Limited comparison trials. Head-to-head comparisons between PBM and first-line conventional treatments (NSAIDs, physiotherapy, injections) are sparse. Most trials compare PBM to sham rather than to active treatment.

The Bottom Line

The evidence for red light therapy in pain management is substantial, consistent, and published in high-quality journals. Three major meta-analyses — in The Lancet, BMJ Open, and specialised physiotherapy journals — reach the same conclusion: PBM significantly reduces pain when applied at adequate doses.
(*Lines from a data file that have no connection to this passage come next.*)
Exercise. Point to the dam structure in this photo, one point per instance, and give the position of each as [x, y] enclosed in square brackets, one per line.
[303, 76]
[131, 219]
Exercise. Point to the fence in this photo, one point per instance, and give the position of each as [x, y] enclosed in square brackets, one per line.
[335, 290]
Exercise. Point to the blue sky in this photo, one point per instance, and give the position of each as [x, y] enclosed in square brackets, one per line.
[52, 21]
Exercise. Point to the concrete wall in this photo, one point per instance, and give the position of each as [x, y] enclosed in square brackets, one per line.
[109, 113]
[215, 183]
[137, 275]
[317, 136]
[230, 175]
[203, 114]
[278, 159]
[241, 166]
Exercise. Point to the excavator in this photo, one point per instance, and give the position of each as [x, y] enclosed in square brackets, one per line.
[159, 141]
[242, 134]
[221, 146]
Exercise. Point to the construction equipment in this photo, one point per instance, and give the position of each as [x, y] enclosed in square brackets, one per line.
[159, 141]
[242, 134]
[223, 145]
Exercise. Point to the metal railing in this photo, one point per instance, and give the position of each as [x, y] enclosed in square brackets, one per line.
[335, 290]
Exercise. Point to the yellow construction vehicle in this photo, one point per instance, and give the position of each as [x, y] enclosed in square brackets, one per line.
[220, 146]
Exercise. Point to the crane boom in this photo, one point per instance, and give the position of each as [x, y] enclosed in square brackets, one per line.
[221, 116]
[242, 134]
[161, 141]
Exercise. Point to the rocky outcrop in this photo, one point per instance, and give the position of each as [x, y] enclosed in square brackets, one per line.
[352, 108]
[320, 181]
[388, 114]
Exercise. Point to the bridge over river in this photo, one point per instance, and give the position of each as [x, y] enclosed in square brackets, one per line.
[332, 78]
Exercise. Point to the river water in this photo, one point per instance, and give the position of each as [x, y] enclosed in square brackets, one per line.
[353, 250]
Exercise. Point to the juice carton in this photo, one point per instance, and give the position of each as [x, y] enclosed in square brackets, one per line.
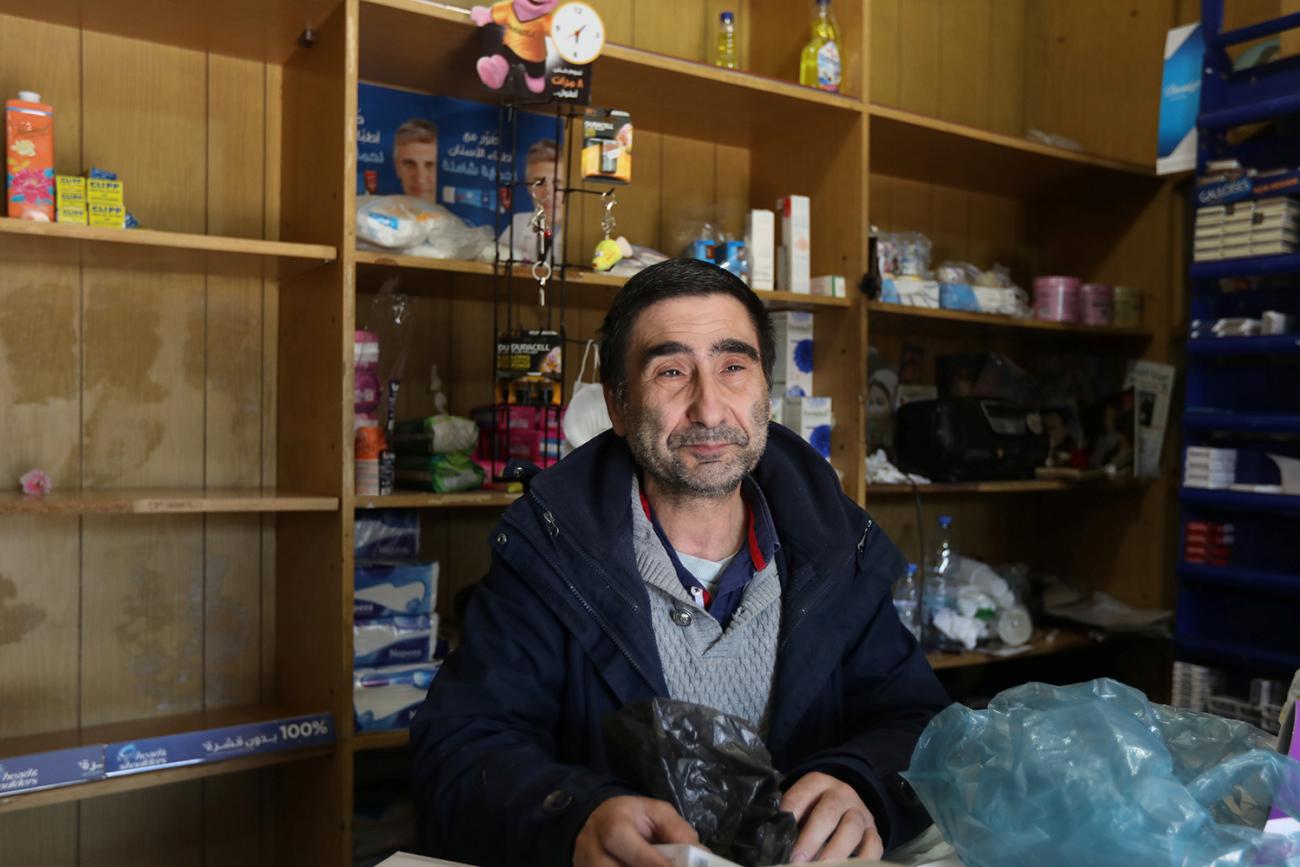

The dose caveat is critical. Underpowered treatments don’t work. Wrong wavelengths don’t work. Insufficient treatment duration doesn’t work. But when parameters align with WALT guidelines — 780–860 nm NIR, 4–16 J per point, applied to the relevant tissue 2–3 times per week — the evidence strongly supports clinically meaningful pain reduction across multiple conditions.

PBM won’t replace emergency analgesia, surgical intervention, or exercise rehabilitation. But as part of a comprehensive pain management strategy — particularly for chronic musculoskeletal and neuropathic pain — it offers something that long-term pharmacological approaches cannot: sustained benefit without cumulative toxicity.